Take some time to take note — and ideally, write down — some of what came up for you during your meditation. What thoughts and memories burbled to the surface? What feelings came up for you? What made you smile? Feel calm or nourished? Are there things you feel relieved to let go of and leave in the past?

Personally, I find it funny that a whole year can seem to whoosh by in a blur, and what comes to the surface are not the big wow moments (birthdays, holidays, graduations), it’s the silly little seemingly insignificant moments that have made the deepest mark (a moment in the midst of our daily scramble, zooming off, predawn to get to the bus stop, my son shaving in the darkness, one of my daughters illuminated as she checks her text messages, another DJ tunes for us). Realizing that it’s these little moments that stick, helps us remember to slow down as they occur.

What direction called to you in the snow? I hope you’ll take a moment to write it down and allow the message of your heart to surface. In fact, the practice reminds me of a beautiful quote by Rumi:

Let yourself be silently drawn by the strange pull of what you really love. It will not lead you astray.

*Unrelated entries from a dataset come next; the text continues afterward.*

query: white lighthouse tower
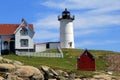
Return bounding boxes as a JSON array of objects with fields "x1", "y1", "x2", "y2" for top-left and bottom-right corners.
[{"x1": 58, "y1": 8, "x2": 75, "y2": 48}]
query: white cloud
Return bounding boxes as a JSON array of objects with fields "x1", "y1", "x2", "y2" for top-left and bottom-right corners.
[
  {"x1": 40, "y1": 0, "x2": 120, "y2": 29},
  {"x1": 33, "y1": 14, "x2": 60, "y2": 43},
  {"x1": 75, "y1": 40, "x2": 98, "y2": 49},
  {"x1": 74, "y1": 14, "x2": 120, "y2": 29},
  {"x1": 75, "y1": 40, "x2": 120, "y2": 48},
  {"x1": 74, "y1": 29, "x2": 100, "y2": 37},
  {"x1": 42, "y1": 0, "x2": 120, "y2": 11},
  {"x1": 42, "y1": 0, "x2": 120, "y2": 28},
  {"x1": 34, "y1": 30, "x2": 59, "y2": 42},
  {"x1": 33, "y1": 14, "x2": 59, "y2": 29},
  {"x1": 105, "y1": 40, "x2": 120, "y2": 44}
]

A New Year, A New Issue of Mindful

As we welcome the new year, we also welcome the love, hope, and laughter of a new issue of Mindful. This issue is packed with big-hearted people teaching others how to slow down and appreciate the good moments while also navigating the bad with grace and hope. Mindfulness icon Tara Brach teaches us how to find true self-compassion in the face of our restless anxieties. Ali, Atman, and Andrés of the Holistic Life Foundation show us how the power of mindfulness can transform lives and communities. And Barry, Mindful’s beloved and Falstaffian founding editor, brings us laughter by sharing that none of us, alas, is the center of the universe. 

Wishing you a new year filled with deep breaths, wonderful beginnings, love, hope, and laughter.